Nominally, it had been insurance in case of one of the greasy ferals awakening. With each room holding anywhere from a handful to a dozen of them, they’d have to act fast to silence the wakers before a scream of surprise could give them away.
Another step and he looked down at the twisted figure, its chest rising and falling with easy regularity. Covered in hide blankets, it looked peaceful—even gentle. Much of its mishapen body and greasy hair was hidden by its covers, leaving only a strange and lumpy face. One that seemed all too human.
Not enough for him to forget its poisonous nature, but enough for him to find the work draining.
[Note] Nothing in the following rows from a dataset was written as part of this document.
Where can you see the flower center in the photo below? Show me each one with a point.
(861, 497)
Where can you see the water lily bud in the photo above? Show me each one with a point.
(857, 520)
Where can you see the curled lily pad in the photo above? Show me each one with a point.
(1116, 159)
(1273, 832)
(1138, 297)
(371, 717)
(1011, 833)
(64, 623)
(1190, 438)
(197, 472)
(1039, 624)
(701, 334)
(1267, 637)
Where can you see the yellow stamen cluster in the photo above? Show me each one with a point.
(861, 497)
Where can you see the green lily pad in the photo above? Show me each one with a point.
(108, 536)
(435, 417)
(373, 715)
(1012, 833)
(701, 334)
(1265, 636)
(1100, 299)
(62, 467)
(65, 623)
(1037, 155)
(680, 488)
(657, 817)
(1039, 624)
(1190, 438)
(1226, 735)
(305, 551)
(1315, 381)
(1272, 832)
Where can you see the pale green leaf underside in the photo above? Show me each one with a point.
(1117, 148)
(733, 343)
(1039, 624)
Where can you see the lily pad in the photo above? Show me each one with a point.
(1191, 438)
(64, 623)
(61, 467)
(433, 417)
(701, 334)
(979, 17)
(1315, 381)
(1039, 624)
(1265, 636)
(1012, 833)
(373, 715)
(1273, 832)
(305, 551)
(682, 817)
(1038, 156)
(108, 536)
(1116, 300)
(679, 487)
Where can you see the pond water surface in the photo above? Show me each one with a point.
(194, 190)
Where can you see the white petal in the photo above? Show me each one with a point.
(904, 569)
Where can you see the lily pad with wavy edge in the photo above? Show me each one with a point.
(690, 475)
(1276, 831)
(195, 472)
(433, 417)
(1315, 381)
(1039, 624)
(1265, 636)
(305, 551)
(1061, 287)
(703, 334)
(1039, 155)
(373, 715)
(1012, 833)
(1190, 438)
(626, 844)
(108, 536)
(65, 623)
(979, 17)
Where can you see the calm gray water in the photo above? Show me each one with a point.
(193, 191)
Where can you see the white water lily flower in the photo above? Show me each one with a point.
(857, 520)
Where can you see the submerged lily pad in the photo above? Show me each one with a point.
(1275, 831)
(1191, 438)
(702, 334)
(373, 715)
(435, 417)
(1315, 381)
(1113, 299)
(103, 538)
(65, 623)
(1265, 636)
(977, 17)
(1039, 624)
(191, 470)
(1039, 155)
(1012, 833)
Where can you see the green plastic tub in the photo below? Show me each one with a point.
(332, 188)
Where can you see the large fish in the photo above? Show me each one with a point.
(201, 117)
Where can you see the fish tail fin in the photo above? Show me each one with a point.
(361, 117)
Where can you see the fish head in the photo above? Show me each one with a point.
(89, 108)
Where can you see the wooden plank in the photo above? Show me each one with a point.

A thrust slid through bone, backed by just enough strength to overcome the reinforcement brought by its levels. After killing so many of the creatures, Toolkit had helped him discern a weak spot. Right between their eyes—a place where bone grew thin and its skull plates fused poorly.
**Ding! level 56 Boggart - Brawler slain - Experience Gained! Bonus Experience for slaying a foe of Significant Strength!**
**Ding! Runeblade Initiate has reached class level 51!**
**+3 End, Str, & Int, +2 Dex, Wil, +1 Vit, Free - from Class & Racial Traits!**
**Ding! Explorer’s Toolkit has reached level 47!**
Another dead boggart.
He moved on, padding his way through the room to the next prone form. There were only a couple left.
At the very least, the grizzly work had brought them a pair of levels. Not all that much, considering the gains he’d seen from a single fight in the past. At least Explorer’s Toolkit had been getting a bit of a novel growth from all of the sneaking about.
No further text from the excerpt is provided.